Maxine voulait à tout prix retrouver ses airs hautains, son caractère d'ordinaire, mais même avec de la bonne volonté, de la concentration, rien n'y faisait. C'était horrible, il n'y avait rien de plus terrifiant, épouvantable. Elle finit par se râcler la gorge, et continuer, timidement : « Je dois t'embêter, n'est-ce pas ? Je dois te paraître folle, dépressive, je me trompe ? Ecoute, Baptiste, on n'aurait jamais dû faire cette rencontre, pas non plus parler de ce que l'on a dit, ni s'observer. Je n'aurai jamais dû passer par là, pourtant, on me l'a forcé, on m'a conduit à ce terrible destin. Je n'y suis pour rien, en soi, mais quand même. Je t'ai adressé la parole, je me suis emballée, je suis attristée. Vois mon état, sois heureux, profite de mon malheur pour faire le bonheur des autres, parce que je sais que tu en as cruellement envie ! On m'a si souvent insulté, que plus rien ne me fait peur, même pas d'être abandonnée. Je sais que ton désir est de me voir partir, vendredi prochain, de m'humilier, maintenant. J'en suis persuadée. Ce jeu nous change, nous transforme, et moi, ça me fait mal. S'il te plaît, dis-le moi tout de suite, si ce que je dis est vrai. Dis-moi par pitié que tu t'es servie de moi, pour me rendre ridicule, avec ces si beaux discours. Dis-moi que j'ai rêvé. Et dis-moi que je t'ai rêvé. Je pensais m'être trouvée un ami capable de me faire devenir quelqu'un d'autre qui me plairait, mais je ne suis plus certaine de le vouloir, ni d'être autrement, ni d'être ton amie. Je ne sais plus, Baptiste, je ne m'en sors plus. Je n'ai jamais vécu ça, et c'est à ce moment-là que je me dis que tous doivent me détester.
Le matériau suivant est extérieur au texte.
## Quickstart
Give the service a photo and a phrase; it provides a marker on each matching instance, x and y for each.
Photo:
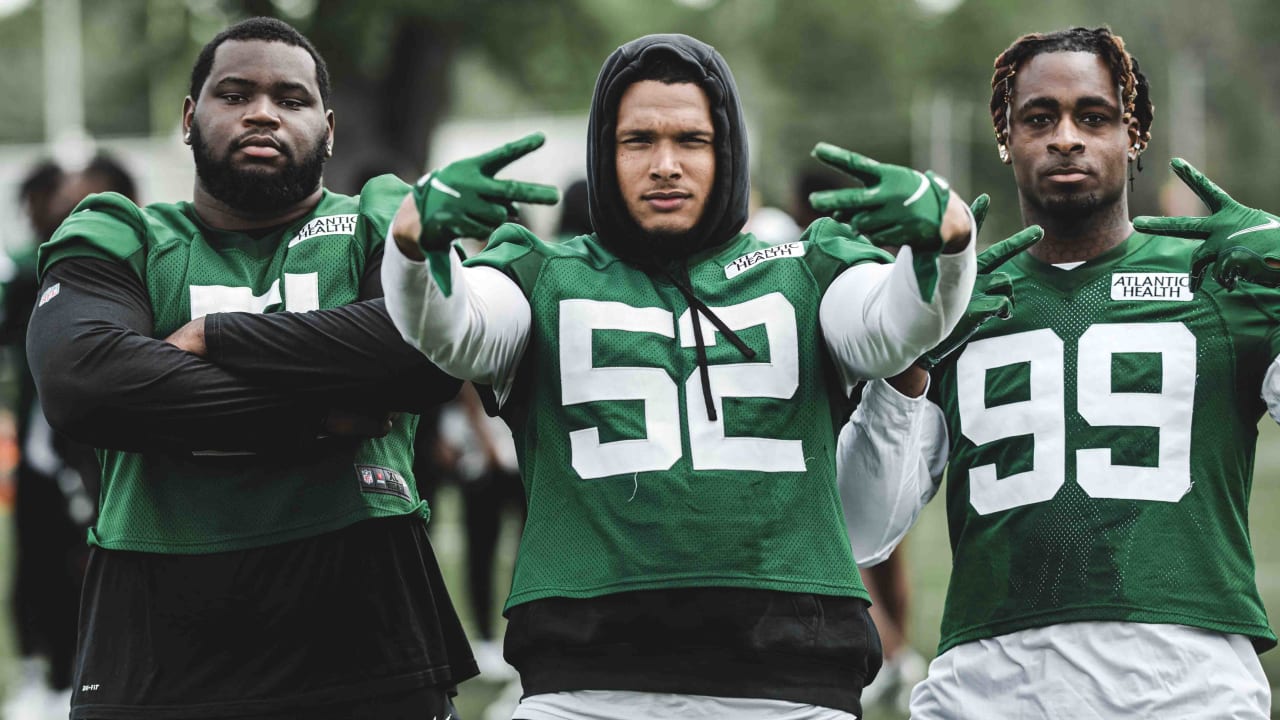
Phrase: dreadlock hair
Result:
(1134, 90)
Je ne suis pas heureuse, non. Je ne m'aime pas. Je ne vois pas ce qui te retient, pars, pars rejoindre les autres, je n'ai rien d'exceptionnel, et ça ne me dérange pas, de rester dans mon coin. Finalement, je me demande pourquoi je suis venue, je me demande même pourquoi je suis née. Après tout, je n'ai rien demandé, moi. C'est ma mère, c'est la faute de ma mère si je suis dans cet état ». Maxine ne se rendait plus compte de ce qu'elle disait, et la rendait folle. Elle finit par lâcher : « Je veux mes clopes ! » C'était bien la seule chose qu'elle aimait, et qui l'aimait.